Hot or not? Our verdict: probably "not"

The NAO's findings 

• The rural broadband supply market is dominated by one supplier – BT.

• The Department of Culture, Media and Sport (“the Department”) who are in charge of the Programme has been “hampered by the complexity of the solution and lack of cost transparency”.

o The NAO does not find strong assurance that costs, take-up assumptions and the level of contingency in supplier bids are reasonable.

o Ensuring value for money for the £1.2 billion public investment now relies heavily on whether the Department can effectively implement the in-life contract controls it secured for the Programme.

• The programme will be at least 22 months late

o 90 per cent of premises will be reached 12 months later than originally planned.

o The government is not strong at taking remedial action to guard against further slippage.

• At the end of the Programme, BT’s wholesale infrastructure is likely to have benefited from £1.2 billion of public money.

o Active involvement from Ofcom and the Department will be required to monitor the impact of the Programme on BT’s position in the sector in the longer term.

NAO reommendations

The NAO makes the following recommendations for the rural broadband programme

• The Department should review all the reasons for the delay in roll-out to date, and guard against further slippage.

o The Department’s current projections suggest that the Programme will complete 22 months later than it originally planned.

o The Department should identify all the reasons for the slippage and then work with BT to establish where constraints exist and how to guard against further slippage.

• The Department should seek greater assurance that BT’s bid prices are reasonable and do not contain excessive contingency.
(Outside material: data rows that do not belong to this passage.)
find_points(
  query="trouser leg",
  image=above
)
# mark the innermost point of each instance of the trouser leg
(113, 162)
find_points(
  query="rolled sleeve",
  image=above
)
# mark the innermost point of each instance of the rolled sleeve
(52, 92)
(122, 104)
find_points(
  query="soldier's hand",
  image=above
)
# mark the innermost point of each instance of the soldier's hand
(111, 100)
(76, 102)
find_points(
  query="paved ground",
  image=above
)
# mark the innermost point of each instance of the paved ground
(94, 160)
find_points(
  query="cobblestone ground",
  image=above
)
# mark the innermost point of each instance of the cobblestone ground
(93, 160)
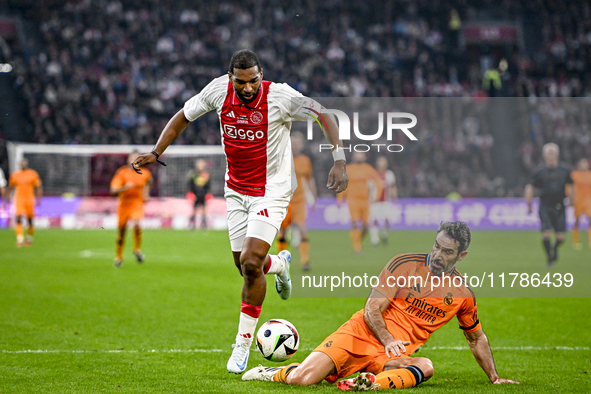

Analysis to date has not been able to give a clear picture of the extent to which the prices at bid stage include contingency.

• The Department should seek an explanation from BT on the differences between the actual costs of a previous programme and costs included in tender bids;

o further information in bid responses on cost drivers, unit costs and reasons for cost variations to enable ‘should cost’ models to be applied;

o assurance from BT about how economies of scale are being passed to the public sector; and o more detailed analysis on key risk items such as project management.

• The Department should implement the procedures it is developing to thoroughly monitor in-life contract costs, placing additional emphasis on ensuring staff expertise. In particular, the Department and local bodies should:

o evaluate the implementation of payment processes to inform later projects;

o carefully monitor operational costs and, if BT makes significant efficiencies over the bid costs, examine the scope for sharing in these;

o consider the long-term need for sufficient financially skilled staff to support invoice checking and clawback arrangements; and o take steps to assure itself that local authorities are appropriately staffed to carry out robust checks.

• The Department should consider evidence on take-up rates outside of the Programme and discuss with BT whether its modelling assumptions are still valid. Take-up rates are a key assumption in determining investment levels and profits and can generate clawback for local bodies.

o If BT’s assumptions appear conservative, the Department should support local bodies to use the clawback mechanisms as early as possible, and to consider whether there are ways of extending them. Recommendations for future projects

• The Programme contains lessons which could be applied to the Department’s other programmes and to wider government.

• The Department sought to deliver a complex programme in a challenging time frame and designed a range of value-for-money safeguards aimed to work together to provide assurance. But there are some lessons which could be learned:

o Programme design and safeguards should be directly linked by the number and quality of market players as indicated by robust market analysis.

o If competition is weak, the Department should require a sufficiently high standard of financial transparency to be able to assure the reasonableness of unit costs.

o External benchmarking of prices to industry standards or a ‘should-cost’ model should be done early in the process to inform the assessment of all supplier costs.